The term "big data" reached its peak on Google Trends back in 2015. Organizations were harvesting more data than ever before and needed to store it in a cost-effective way, which may be why searches for "Hadoop" also reached a peak on Google Trends that same year.
But by 2018, things have shifted. The three big Hadoop vendors -- Cloudera, Hortonworks, and MapR, no longer promote themselves as Hadoop providers. At the Gartner Data Analytics Summit this spring, Research VP Merv Adrian pointed out that none of those vendors even had the word Hadoop in their booth displays at the event.
Now the focus is on the analytics and machine learning aspects of data. Cloudera has changed its positioning to this: "A modern platform for machine learning and analytics, optimized for the cloud" -- a change the company made about a year and a half ago, according to Wim Stoop, senior product marketing manager at Cloudera. He spoke with InformationWeek in a recent interview.
Stoop said that until about two years ago, the big focus for the market had been on how to keep more data and more different types of data for longer periods of time. How do you store it all? But as organizations mastered that task, another challenge emerged -- now that we can store it, what do we do with it?
"Hence the focus on machine learning and analytics," he said.
These days Cloudera, Hortonworks, and MapR promote themselves as platforms for analytics, data science, and machine learning, incorporating many of the open source technologies in one place to make them easier for enterprises to consume. (MapR describes itself as a converged data platform integrating Hadoop, Spark, and Apache Drill along with other data technologies. Hortonworks describes itself as a connected data platform and solution.)
All these companies have repositioned themselves as providing much more than just open source storage technologies for big data needs. That's a move echoed by the changing focus of what enterprise organizations want to do with their data programs.
These data platform companies incorporate multiple open source technologies for storing, managing, and performing advanced analytics on big data. The companies are working to make it easier for organizations to consume these technologies, by also offering elastic cloud options for services.
For instance, at Strata Data London last week, Cloudera announced plans to expand its Altus data science platform as a service offering to the Azure cloud. The service has already been available on AWS for the past year. Altus Data Engineering for Azure simplifies and speeds ETL, data processing, and batch machine learning by reducing complexity, Cloudera said. Azure customers can also use the shared data catalog capabilities in Cloudera Altus SDX, currently in beta. Cloudera said that this is designed to preserve the business metadata and security and governance policies so they can be applied consistently across data processing and analytics workloads in the cloud.
Cloudera Altus Analytic DB, a data warehouse cloud service, will also now be available in Azure.
Cloudera has also updated its Data Science Workbench and the Cloudera Enterprise platform. The workbench update lets data scientists run and track versioned experiments and also more easily deploy models as REST APIs, according to Cloudera.

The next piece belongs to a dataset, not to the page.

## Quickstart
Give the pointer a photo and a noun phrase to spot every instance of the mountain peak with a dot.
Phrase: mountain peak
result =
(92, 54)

While the technology for achieving better results with data is arriving, many organizations still have work to do in terms of their own data organizations and processes, Stoop told me. Perhaps that is the next step.
"Many organizations are not yet seeing data as a strategic asset," he said. "They are treating much of it on a departmental and siloed basis. They need to change how they are working with that data… This is not something that happens overnight."